Foreign exchange rates fluctuate on a minute by minute basis in response to demand and supply. Global currencies, just like goods (like gold or silver) and services, have their own markets. This means there is a certain amount of dollars the USA can make available for the European Union, and a certain amount of dollars the European Union (EU) wants from the USA.
The price at which this amount is determined is referred to as the nominal exchange rate. If the nominal exchange rate is high, EU demand for the US dollar drops, while the USA wants to make more of its currency available during this phase. An equitable exchange rate is achieved when the supply of US dollars meets the demand for it.
If the supply increases or the demand drops, this nominal exchange rate depreciates. The converse holds true when supply drops and demand increases.

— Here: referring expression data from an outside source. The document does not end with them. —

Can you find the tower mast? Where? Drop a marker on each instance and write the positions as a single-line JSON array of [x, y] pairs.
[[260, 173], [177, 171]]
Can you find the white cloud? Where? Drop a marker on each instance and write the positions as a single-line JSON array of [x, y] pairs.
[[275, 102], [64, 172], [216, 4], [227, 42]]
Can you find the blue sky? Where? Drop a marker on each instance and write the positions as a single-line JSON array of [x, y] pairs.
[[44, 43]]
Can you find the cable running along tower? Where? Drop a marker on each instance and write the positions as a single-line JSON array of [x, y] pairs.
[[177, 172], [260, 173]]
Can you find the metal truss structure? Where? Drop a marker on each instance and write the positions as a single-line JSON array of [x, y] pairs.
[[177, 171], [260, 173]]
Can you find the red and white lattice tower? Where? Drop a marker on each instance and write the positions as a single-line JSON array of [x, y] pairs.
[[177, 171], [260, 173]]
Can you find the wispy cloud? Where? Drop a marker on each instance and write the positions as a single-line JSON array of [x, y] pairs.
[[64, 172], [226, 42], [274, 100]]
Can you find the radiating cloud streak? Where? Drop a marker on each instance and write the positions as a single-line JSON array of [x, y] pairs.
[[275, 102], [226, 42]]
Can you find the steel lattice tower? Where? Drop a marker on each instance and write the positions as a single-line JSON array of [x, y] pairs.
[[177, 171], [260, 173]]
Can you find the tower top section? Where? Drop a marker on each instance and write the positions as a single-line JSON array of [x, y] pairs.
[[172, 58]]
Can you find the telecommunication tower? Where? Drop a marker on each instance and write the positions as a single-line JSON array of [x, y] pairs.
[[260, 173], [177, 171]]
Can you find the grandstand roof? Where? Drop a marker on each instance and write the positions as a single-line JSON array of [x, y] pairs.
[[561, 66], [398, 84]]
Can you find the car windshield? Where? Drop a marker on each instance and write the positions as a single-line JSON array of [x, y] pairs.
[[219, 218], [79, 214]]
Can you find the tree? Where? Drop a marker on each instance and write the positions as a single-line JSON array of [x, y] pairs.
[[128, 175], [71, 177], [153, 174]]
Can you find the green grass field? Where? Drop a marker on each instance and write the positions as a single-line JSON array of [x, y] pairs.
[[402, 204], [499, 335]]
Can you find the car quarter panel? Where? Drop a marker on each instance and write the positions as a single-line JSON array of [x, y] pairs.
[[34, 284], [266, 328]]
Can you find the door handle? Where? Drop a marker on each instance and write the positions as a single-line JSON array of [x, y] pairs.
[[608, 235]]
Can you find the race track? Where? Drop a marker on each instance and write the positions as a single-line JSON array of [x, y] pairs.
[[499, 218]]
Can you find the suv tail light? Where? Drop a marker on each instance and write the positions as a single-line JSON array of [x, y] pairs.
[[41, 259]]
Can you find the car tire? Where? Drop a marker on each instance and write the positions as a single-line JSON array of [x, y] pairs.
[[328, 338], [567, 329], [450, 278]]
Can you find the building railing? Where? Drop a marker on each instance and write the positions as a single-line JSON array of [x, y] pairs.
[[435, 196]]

Euro and dollar rates are determined largely owing to changes in the demand/supply pattern. These changes are influenced by:
- Speculation: Many people in the Forex market who buy and sell currencies to make money do so on the basis of what speculators say. Predicted outcomes on exchange rates have a huge outcome on the sale and purchase of dollars and Euros, which in turn leaves a mark on a currency’s appreciation or depreciation.
- Trading: The demand for the US dollar is largely dictated by the EU demand for American exports, while the supply of the US dollar is influenced by the American demand for EU imports. If there is decline in interest for buying American goods, demand plummets, and the dollar depreciates.
Euro and US dollar exchange rates are also determined on factors such as a country’s debt and/or economic situation and the interest rates of the central bank. The sum of all the above mentioned factors determines currency prices at any given time.